O romance de estreia de Becky Chambers é uma leitura muito gostosa e revigorante. A obra é a primeira de uma trilogia ambientada no universo Galactic Commons. A Longa Viagem a um Pequeno Planeta Hostil (The Long Way to a Small, Angry Planet, no original em inglês) foi originalmente auto-publicada em 2014 em formato digital, após o sucesso de uma tímida campanha no Kickstarter que recebeu o apoio de 53 fãs. Pouco tempo depois foi republicada no Reino Unido pela Hodder & Stoughton. O livro ainda foi um dos finalistas do Arthur C. Clarke Award de 2016. Em 2017, a Darkside Books trouxe o livro para o Brasil numa edição impecável com o capricho costumeiro da editora.
Na história, acompanhamos Rosemary Harper, uma humana de Marte que se junta à tripulação multi-espécie da Wayfarer, uma nave escavação de buracos de minhoca que conectam a comunidade galáctica. Rosemary vai atuar como guarda-livros em meio ao caos do dia-a-dia da nave.
A tripulação da Wayfarer é diversa e é difícil não se relacionar com pelo menos um deles: Sissix, a carinhosa piloto aandriskana; os técnicos humanos Kizzy Shao e Jenks; Dr. Chef, um grum que atua simultaneamente como cozinheiro e médico da tripulação; Ohan, um Sianat Par muito reservado que guiam a nave pelo hiperespaço durante as escavações; Corbin, o algaísta humano cor-de-rosa e mal humorado que foi criado numa das luas de Saturno; o Capitão Ashby Cantoso, um humano que cresceu na Frota do Êxodo; e por fim, Lovelace (Lovey para os mais íntimos), a simpática e prestativa IA da nave.

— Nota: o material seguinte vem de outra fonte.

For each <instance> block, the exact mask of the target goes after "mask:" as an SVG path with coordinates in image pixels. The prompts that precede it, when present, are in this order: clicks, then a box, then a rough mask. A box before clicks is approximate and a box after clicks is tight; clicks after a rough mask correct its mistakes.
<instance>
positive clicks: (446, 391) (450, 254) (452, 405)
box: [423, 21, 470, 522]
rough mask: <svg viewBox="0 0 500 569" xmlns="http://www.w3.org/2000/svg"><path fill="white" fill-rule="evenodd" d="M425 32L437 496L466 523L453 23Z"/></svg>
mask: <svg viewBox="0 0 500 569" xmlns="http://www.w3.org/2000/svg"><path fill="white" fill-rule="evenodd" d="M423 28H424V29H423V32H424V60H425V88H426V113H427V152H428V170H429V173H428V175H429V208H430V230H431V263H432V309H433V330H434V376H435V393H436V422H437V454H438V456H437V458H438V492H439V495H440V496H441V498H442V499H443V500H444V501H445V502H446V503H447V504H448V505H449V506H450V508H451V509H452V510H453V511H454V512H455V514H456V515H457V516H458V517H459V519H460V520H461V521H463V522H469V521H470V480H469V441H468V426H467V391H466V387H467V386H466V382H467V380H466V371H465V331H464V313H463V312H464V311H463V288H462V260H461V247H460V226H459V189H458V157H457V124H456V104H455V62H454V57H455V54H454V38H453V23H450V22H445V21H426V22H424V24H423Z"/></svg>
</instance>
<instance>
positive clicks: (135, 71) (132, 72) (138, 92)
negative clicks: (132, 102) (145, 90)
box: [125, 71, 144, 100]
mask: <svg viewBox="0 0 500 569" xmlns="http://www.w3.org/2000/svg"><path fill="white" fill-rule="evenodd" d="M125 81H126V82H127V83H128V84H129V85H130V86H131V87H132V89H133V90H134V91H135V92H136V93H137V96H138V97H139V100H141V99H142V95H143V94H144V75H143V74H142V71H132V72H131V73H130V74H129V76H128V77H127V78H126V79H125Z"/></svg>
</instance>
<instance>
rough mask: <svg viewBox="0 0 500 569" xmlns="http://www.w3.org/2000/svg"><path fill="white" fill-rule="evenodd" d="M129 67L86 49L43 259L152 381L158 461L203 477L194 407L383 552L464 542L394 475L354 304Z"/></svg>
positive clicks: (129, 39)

Ao longo do livro, acompanhamos esta tripulação numa longa viagem através da galáxia numa missão que vai mudar suas vidas para sempre. Durante a jornada, temos a oportunidade de conhecer cada um dos personagens enquanto eles mesmos vão se conhecendo, e enquanto suas relações vão evoluindo de formas inesperadas. A narrativa em terceira pessoa nos permite vivenciar a história do ponto de vista de cada um deles, mas é principalmente através de Rosemary que temos a chance de conhecer novos mundos, novas raças, novas formas de enxergar a diversidade da Comunidade Galáctica, e a nossa.
O universo criado por Chambers tem o melhor do gênero space opera, e faz uso das referências passando longe de obviedades. Podemos notar influências de Star Trek, Mass Effect e tantas outras obras icônicas da ficção científica. Como que para ilustrar toda a diversidade abordada na história, a Wayfarer é descrita como uma nave feita de retalhos, construída à base de improvisação.
Um elemento da história que merece destaque é o uso da temática ciberpunk de forma muito sensível e inclusiva. Diferente ciberpunk clássico, que retratava a tecnologia como uma forma de corrupção daquilo que humano, em Planeta Hostil vemos o discurso invertido: as modificações do próprio corpo não tornam a pessoa menos humanas, pelo contrário, servem ao propósito de melhor alinhar interior e exterior, harmonizando corpo e alma. Da forma como é colocado, implantes e kits de melhoramento são como uma extensão natural das tatuagens e piercings. São mais uma forma de expressão, e isso é muito bem vindo em tempos como o nosso.
Se você está atrás de uma leitura emocionante e humana, A Longa Viagem a um Pequeno Planeta Hostil pode ser o livro que você está procurando. A autora também ganha outro ponto por escrever esta história numa linguagem acessível que não exige ser letrado em ficção científica para saborear.